Ribera del río Isonzo: Octubre de 1915.
El aspecto devastado de la posición recién tomada. Los taludes de las trincheras desmenuzados. Cadáveres austriacos tremolados por los morteros, enormes ruinas desventradas. Restos de la intendencia, papeles oficiales, una taza desportillada, una cantimplora abollada. Ratas atribuladas en su ahíto ir y venir. Azufres en el aire pastoso y mefítico.
El soldado Benito Mussolini, del 11º Regimiento de Bersaglieri, empujaba un carromato junto a otros dos compañeros. Encaramado en el transporte, un mortero rudimentario, fatigoso de batallas y picado de óxidos, tormento de un asno bonachón hasta que la bestia se entregó consumida a una vereda del camino. Desde ese momento, los tres soldados fueron tres mulas de carga.
El carro embarrancó en el lodo. Un riachuelo subterráneo, redivivo por el soplo artillero –tan sólo vivificador para él- parió por los nuevos recovecos que las enormes lonjas de tierra desprendida le ofrecían. Fluido y cobrizo, anegó la hondonada del refugio en donde se ubicaba la abandonada retaguardia administrativa austriaca.

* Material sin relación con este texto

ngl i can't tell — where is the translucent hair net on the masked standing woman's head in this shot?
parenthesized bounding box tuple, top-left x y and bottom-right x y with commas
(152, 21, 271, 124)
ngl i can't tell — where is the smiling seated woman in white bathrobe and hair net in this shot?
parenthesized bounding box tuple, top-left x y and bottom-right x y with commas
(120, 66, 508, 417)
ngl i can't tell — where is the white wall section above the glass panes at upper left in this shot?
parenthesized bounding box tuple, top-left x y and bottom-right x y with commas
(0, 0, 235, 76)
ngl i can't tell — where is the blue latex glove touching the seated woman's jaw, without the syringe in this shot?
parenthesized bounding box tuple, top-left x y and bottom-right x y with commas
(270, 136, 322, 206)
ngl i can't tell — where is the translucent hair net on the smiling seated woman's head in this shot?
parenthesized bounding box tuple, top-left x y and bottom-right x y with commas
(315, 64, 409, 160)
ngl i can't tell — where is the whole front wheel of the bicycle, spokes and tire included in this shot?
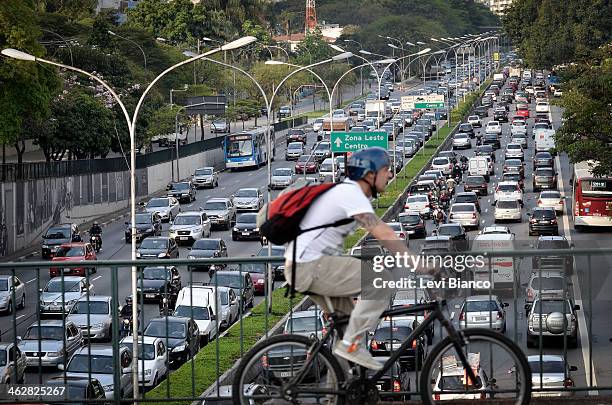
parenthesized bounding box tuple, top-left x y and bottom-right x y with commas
(420, 328, 531, 405)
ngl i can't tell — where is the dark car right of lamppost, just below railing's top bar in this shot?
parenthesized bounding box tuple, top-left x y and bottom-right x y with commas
(136, 266, 183, 302)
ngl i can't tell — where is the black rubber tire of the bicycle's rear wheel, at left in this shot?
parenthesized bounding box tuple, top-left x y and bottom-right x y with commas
(232, 335, 345, 405)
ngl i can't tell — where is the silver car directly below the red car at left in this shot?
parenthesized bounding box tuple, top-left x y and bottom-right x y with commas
(39, 276, 95, 316)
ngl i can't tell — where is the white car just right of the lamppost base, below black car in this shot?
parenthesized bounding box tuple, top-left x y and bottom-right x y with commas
(119, 336, 170, 387)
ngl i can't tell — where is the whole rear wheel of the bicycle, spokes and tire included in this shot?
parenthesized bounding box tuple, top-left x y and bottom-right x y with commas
(232, 335, 345, 405)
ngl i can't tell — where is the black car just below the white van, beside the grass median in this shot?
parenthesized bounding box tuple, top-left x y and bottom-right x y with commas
(144, 316, 200, 368)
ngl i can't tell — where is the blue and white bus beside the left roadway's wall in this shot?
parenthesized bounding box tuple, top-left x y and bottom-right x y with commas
(223, 127, 276, 169)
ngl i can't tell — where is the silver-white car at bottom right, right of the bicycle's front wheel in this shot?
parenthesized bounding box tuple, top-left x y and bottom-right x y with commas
(527, 354, 578, 397)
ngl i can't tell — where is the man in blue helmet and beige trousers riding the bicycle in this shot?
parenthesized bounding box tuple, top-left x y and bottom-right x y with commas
(285, 147, 424, 370)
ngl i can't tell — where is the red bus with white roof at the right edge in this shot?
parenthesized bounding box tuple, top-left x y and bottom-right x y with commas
(573, 161, 612, 230)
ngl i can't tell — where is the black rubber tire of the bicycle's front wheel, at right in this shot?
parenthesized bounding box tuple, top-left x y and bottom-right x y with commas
(419, 328, 532, 405)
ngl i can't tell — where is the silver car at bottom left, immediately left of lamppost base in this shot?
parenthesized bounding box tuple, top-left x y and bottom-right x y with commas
(58, 344, 133, 399)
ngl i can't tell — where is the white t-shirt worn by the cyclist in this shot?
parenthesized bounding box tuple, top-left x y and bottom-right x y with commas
(285, 179, 374, 263)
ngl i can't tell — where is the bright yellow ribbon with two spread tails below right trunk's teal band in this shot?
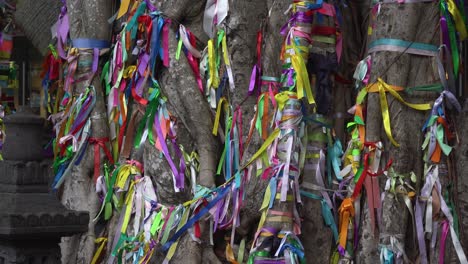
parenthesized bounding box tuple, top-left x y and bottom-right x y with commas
(367, 78, 431, 147)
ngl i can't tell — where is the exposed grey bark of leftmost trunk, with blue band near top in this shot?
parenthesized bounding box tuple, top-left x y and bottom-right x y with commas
(61, 0, 111, 263)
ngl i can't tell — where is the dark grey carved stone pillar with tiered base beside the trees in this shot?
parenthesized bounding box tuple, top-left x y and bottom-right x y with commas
(0, 106, 89, 264)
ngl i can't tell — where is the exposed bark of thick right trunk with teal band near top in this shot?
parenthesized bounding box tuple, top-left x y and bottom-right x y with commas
(358, 3, 438, 263)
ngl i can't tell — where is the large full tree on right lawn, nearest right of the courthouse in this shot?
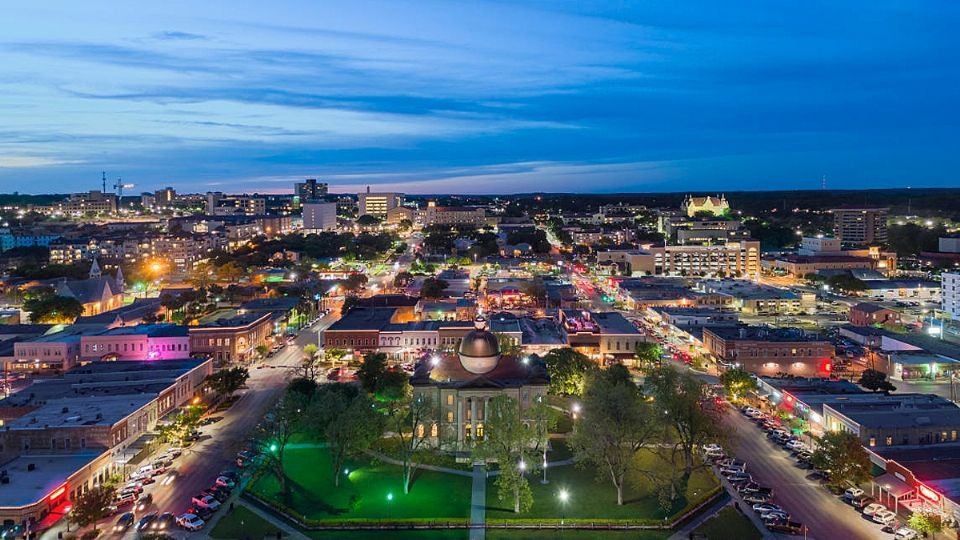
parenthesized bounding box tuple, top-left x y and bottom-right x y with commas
(570, 364, 656, 505)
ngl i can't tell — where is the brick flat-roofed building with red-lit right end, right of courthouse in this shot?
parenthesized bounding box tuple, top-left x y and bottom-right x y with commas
(703, 326, 835, 377)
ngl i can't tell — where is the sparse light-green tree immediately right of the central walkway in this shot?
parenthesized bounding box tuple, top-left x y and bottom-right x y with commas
(474, 395, 537, 513)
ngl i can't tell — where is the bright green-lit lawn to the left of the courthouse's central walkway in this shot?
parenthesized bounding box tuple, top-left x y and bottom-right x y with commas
(248, 442, 470, 521)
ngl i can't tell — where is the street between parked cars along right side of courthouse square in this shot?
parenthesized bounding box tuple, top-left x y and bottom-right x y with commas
(723, 408, 885, 540)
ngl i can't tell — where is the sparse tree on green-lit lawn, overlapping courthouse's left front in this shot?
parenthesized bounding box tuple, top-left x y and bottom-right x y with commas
(387, 384, 436, 493)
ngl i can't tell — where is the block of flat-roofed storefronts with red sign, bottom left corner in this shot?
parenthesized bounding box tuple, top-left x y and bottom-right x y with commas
(0, 360, 212, 527)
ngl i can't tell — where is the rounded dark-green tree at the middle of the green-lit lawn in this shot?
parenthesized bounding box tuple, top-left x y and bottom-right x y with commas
(310, 384, 381, 487)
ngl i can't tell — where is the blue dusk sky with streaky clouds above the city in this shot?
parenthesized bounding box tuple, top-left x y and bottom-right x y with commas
(0, 0, 960, 194)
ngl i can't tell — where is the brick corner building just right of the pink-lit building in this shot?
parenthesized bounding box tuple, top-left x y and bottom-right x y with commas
(189, 313, 273, 364)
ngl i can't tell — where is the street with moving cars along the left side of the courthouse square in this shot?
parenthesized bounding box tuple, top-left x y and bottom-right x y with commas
(41, 312, 338, 539)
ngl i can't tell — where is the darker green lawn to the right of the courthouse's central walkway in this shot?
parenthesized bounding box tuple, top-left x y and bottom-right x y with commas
(487, 450, 717, 520)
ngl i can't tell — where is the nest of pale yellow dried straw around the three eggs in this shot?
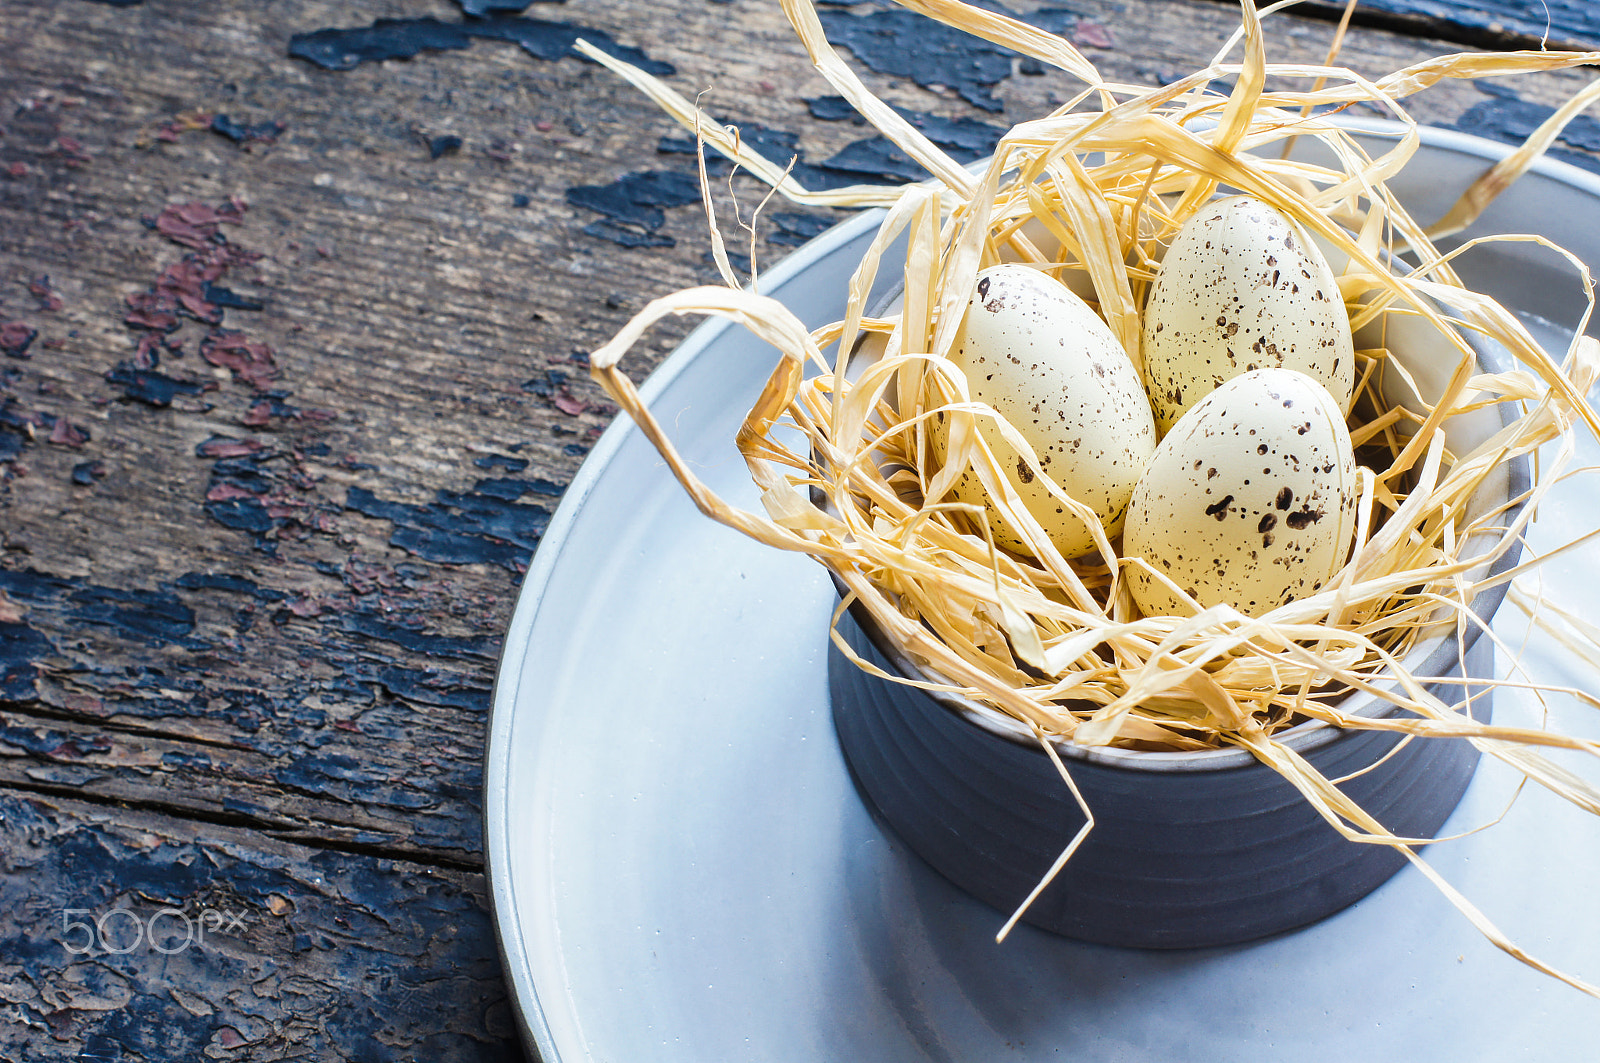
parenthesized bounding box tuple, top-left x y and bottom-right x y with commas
(581, 0, 1600, 996)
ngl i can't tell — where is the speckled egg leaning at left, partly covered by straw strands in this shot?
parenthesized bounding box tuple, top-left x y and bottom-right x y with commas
(933, 264, 1155, 557)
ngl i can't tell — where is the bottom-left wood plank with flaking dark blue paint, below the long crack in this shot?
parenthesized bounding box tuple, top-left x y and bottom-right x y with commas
(0, 796, 522, 1063)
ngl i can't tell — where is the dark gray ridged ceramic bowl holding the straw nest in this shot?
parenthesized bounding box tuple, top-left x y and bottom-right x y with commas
(829, 280, 1530, 948)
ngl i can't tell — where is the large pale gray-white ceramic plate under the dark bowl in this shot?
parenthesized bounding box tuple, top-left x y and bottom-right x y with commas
(485, 120, 1600, 1063)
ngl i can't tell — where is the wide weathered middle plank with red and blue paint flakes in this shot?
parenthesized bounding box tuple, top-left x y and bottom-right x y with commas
(0, 0, 1600, 863)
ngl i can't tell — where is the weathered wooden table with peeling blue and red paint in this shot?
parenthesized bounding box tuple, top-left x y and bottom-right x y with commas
(0, 0, 1600, 1061)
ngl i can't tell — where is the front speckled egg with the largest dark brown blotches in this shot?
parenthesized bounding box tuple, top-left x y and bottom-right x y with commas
(1123, 368, 1357, 616)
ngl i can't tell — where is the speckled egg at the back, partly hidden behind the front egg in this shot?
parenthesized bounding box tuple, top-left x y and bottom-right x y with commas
(1142, 195, 1355, 434)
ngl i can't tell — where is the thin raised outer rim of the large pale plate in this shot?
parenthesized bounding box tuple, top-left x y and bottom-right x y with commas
(480, 115, 1600, 1063)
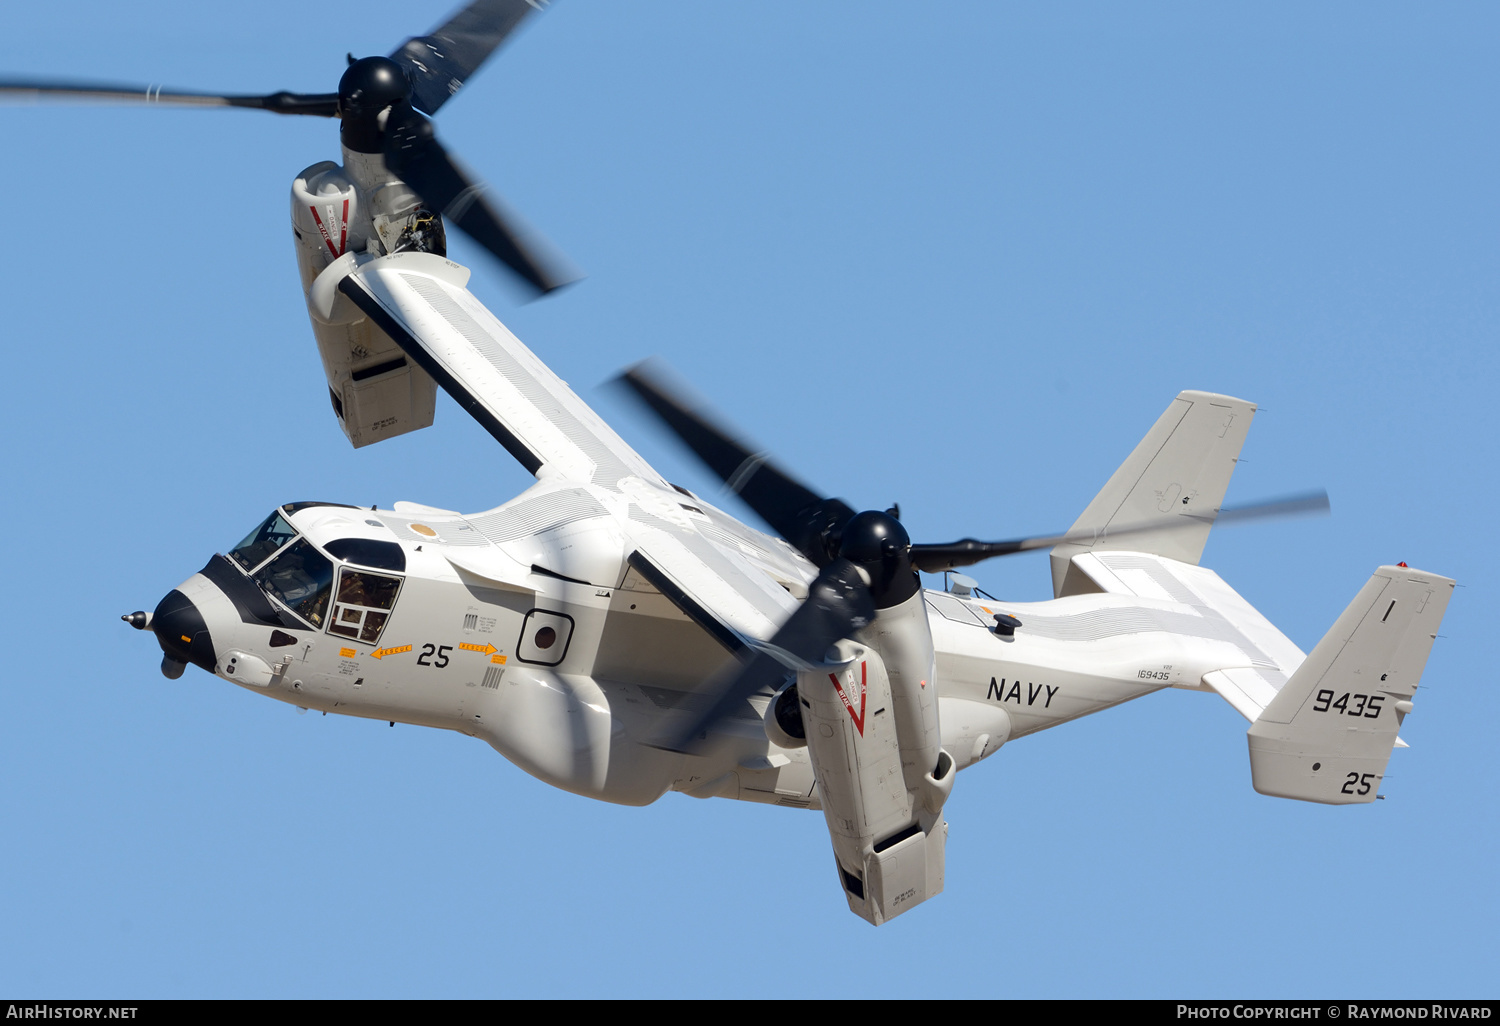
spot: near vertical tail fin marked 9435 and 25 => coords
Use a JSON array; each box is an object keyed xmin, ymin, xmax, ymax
[{"xmin": 1250, "ymin": 567, "xmax": 1454, "ymax": 806}]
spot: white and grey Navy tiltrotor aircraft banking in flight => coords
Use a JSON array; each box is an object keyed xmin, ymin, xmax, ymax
[{"xmin": 2, "ymin": 0, "xmax": 1454, "ymax": 924}]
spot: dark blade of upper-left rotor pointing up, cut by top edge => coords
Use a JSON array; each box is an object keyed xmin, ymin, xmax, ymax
[{"xmin": 390, "ymin": 0, "xmax": 549, "ymax": 114}]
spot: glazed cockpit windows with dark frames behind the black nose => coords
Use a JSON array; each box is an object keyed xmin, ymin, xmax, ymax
[{"xmin": 230, "ymin": 503, "xmax": 407, "ymax": 645}]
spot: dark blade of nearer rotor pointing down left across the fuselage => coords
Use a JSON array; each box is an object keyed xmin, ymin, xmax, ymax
[{"xmin": 660, "ymin": 560, "xmax": 875, "ymax": 752}]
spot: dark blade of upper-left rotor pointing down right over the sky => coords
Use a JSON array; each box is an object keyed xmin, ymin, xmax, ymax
[{"xmin": 386, "ymin": 104, "xmax": 576, "ymax": 293}]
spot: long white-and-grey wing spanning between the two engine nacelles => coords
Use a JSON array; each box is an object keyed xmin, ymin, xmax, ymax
[{"xmin": 338, "ymin": 254, "xmax": 813, "ymax": 650}]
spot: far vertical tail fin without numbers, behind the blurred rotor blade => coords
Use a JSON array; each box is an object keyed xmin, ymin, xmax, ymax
[{"xmin": 1052, "ymin": 392, "xmax": 1256, "ymax": 599}]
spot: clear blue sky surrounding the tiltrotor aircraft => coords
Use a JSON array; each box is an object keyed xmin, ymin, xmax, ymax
[{"xmin": 0, "ymin": 0, "xmax": 1500, "ymax": 998}]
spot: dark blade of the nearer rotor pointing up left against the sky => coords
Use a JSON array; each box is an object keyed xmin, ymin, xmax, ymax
[{"xmin": 620, "ymin": 363, "xmax": 854, "ymax": 567}]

Mussolini aventó el aire que soplaba a su favor, un carnívoro que acecha a su presa. Ya podía olisquear el botín. Sabía que, durante las grandes retiradas británicas en Bélgica, los alemanes se encontraron deliciosas mesas con deliciosos manjares sin tocar, esperándolos a ellos, bodegas enteras olvidadas a la carrera, objetos de plata en los escritorios, magníficos artículos de caza y pesca, machetes nacarados, abrecartas de lujo, pisapapeles de la oficialidad, plumas, tabaco, picadura…, los austriacos puede que no resultaran tan espléndidos como los ingleses. Esa imagen pasó por su cabeza embutida y prieta bajo un casco ridículo. Tarde o temprano, el cobarde gobierno que regía Italia, que sólo deseaba enfrentarse a los austriacos, se vería obligado a declarar la guerra a los alemanes y esperaba que, de ser así, llegaría a tiempo para poder rebañar las trincheras teutonas.
Decidió que no se embarraría más con el carro ni con la pieza de artillería que remolcaba y abandonó su puesto ante los insultos de los compañeros. Si tenía que ensuciarse sería a la búsqueda de un botín provechoso.
Descendió por el talud y se fijó en sus maltrechas botas. Sería un golpe de suerte encontrarse con un soldado en el interior de la trinchera que ya no las necesitara. La intendencia austriaca siempre era de buena calidad. Mussolini removió unos escombros, restos de madera pertenecientes a un portón, y se topó con el acceso a la Estafeta, semihundida en las achocolatadas aguas del Isonzo que se colaban por las grietas de las paredes. En mitad de la sala flotaba un cadáver, estúpidamente aferrado a una pipa de espuma de mar.
El soldado Mussolini se introdujo en el barrizal hasta la cintura, rodeado de tampones, secantes y otro material de escritorio. A un lado flotaban los restos de una mesa, más allá, las patas de una silla. Las sacas de correspondencia desparramaban, a modo de cornucopia, su contenido. Los sobres, lánguidos hasta desmenuzarse en papilla, una pasta blancuzca y pegajosa.
Con gran esfuerzo quebró los dedos del desgraciado y rescató la magnífica pipa. Instantes después ya ascendía por el parapeto con el artefacto mordido en la boca. Pensó que ojala resbalara y se rompiera allí mismo una pierna: una bonita herida en el Frente para irse de vuelta a casa con honores de veterano. Al coronar la cresta le llovieron los insultos de su sargento, llamándolo burro, bestia y animal por varar la pieza de artillería en mitad del camino y provocar un monumental atasco en la avanzada. Los gritos, la reprimenda, disipó los tempranos sueños de gloria del soldado Benito Mussolini.
Humillado, agachó la cabeza y guardó la pipa en uno de los bolsillos de su guerrera. La boquilla, húmeda de los salivazos de su difunto dueño y por el fango de la trinchera, le dejó un regusto amargo, el mismo de esas veces en que se le iba la mano con el vino tinto o con la grappa; ese sabor de domingo por la mañana, con el sol que dolía en las sienes.